Question

Let ${{x}_{1}},{{x}_{2}},\ldots \ldots {{x}_{n}}$ be n observation such that $\sum{{{x}_{i}}^{2}}=400\text{ and }\sum{{{x}_{i}}}=80$. Then a possible value of n among the following is

& A.9 \\\ & B.12 \\\ & C.15 \\\ & D.18 \\\ \end{aligned}$$

Answer 1

In this question, we are given an observation along with their sum and the sum of their squares. We need to find the value of n. For this, we will use the formula of variance which is given by:
$\text{Variance}\left( \sigma \right)=\dfrac{\sum{{{x}_{i}}^{2}}}{n}-{{\left( \dfrac{\sum{{{x}_{i}}}}{n} \right)}^{2}}$
We will use the property that variance cannot be negative and then solve the formula by putting the variance greater than or equal to zero. At last, we will obtain a value of n and then match it with our options.
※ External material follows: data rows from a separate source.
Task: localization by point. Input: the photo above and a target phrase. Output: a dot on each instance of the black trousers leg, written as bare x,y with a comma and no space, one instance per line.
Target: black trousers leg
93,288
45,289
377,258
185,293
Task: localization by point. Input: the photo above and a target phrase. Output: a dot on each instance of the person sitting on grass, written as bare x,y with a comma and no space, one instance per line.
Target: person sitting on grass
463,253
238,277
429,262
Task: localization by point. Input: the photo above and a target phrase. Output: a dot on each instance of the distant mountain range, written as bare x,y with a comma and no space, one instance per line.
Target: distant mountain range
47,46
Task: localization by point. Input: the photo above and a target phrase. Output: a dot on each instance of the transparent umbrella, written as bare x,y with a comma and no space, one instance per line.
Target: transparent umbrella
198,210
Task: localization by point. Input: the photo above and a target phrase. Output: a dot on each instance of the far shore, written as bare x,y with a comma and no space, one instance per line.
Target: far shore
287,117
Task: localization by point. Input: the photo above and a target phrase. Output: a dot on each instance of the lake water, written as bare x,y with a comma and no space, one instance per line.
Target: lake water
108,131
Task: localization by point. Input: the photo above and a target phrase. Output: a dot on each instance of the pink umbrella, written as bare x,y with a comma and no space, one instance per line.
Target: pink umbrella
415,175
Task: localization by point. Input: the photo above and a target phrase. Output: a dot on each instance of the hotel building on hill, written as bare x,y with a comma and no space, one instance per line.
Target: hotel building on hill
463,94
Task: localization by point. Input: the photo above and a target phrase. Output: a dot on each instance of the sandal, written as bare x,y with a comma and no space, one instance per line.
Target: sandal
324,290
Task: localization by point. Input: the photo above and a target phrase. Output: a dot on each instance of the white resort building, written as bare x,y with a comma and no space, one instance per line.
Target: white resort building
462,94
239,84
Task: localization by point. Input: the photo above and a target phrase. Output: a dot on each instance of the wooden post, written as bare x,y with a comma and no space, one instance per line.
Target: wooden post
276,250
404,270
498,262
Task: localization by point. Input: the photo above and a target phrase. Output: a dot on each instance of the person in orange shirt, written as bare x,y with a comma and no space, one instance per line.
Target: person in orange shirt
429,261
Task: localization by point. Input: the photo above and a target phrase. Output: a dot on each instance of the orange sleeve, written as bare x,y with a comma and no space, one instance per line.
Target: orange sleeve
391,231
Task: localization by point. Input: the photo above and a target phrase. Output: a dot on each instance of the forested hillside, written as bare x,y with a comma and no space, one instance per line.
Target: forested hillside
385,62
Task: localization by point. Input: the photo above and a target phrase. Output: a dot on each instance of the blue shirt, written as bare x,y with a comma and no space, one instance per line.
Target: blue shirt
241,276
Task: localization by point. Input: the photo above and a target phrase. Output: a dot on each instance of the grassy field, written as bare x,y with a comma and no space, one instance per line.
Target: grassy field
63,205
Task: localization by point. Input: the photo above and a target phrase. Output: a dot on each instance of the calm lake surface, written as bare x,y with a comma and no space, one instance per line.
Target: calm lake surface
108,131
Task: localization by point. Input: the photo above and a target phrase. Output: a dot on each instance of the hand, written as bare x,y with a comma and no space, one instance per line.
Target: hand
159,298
Complete step-by-step solution
Here, we are given the n observations as ${{x}_{1}},{{x}_{2}},\ldots \ldots {{x}_{n}}$. The sum of these n terms denoted by $\sum{{{x}_{i}}}$ is equal to 80. The sum of the squares of these n terms denoted by $\sum{{{x}_{i}}^{2}}$ is equal to 400. Now we know that, formula for calculating variance is given by $\sigma =\dfrac{\sum{{{x}_{i}}^{2}}}{n}-{{\left( \dfrac{\sum{{{x}_{i}}}}{n} \right)}^{2}}$ where n is the number of observations, $\sigma$ is variance.
As we know, the variance cannot be negative so we can say that $\sigma \ge 0$.
Since $\sigma$ was equal to $\dfrac{\sum{{{x}_{i}}^{2}}}{n}-{{\left( \dfrac{\sum{{{x}_{i}}}}{n} \right)}^{2}}$ so we get:
$\dfrac{\sum{{{x}_{i}}^{2}}}{n}-{{\left( \dfrac{\sum{{{x}_{i}}}}{n} \right)}^{2}}\ge 0$.
Now putting in the value of $\sum{{{x}_{i}}^{2}}$ as 400 as the value of $\sum{{{x}_{i}}}$ as 80, we get:
$\dfrac{400}{n}-{{\left( \dfrac{80}{n} \right)}^{2}}\ge 0$.
Square of 80 can be calculated as $8\times 8\times 10\times 10=64\times 100=6400$. Hence, we get:
$\dfrac{400}{n}-\dfrac{6400}{{{n}^{2}}}\ge 0$.
Taking negative term to the other side, we get:
$\dfrac{400}{n}\ge \dfrac{6400}{{{n}^{2}}}$.
As we can see, n is in the denominator of both sides, so it cancels out. Hence we get:
$400\ge \dfrac{6400}{n}$.
Cross multiplying we get:
$400n\ge 6400$.
Dividing both sides by 400 we get:
$\dfrac{400n}{400}\ge \dfrac{6400}{400}$.
Now 400 cancels out on the left side and $\dfrac{6400}{400}$ is equal to 16. So we get:
$n\ge 16$.
Hence, we get a value of n that is 16 or greater than 16. Now taking a look at our options, we see that only 18 is greater than 16. So 18 is our correct answer.
Hence option D is the correct answer.

Note: Students can make mistakes in formulas of variance. They can get confused between the terms $\dfrac{\sum{{{x}_{i}}^{2}}}{n}\text{ and }{{\left( \dfrac{\sum{{{x}_{i}}}}{n} \right)}^{2}}$. First, we have added squared terms and then divided by n. In second, we have taken the sum of terms, divided it by n, and then taken the whole square. This question has multiple answers if options are not given.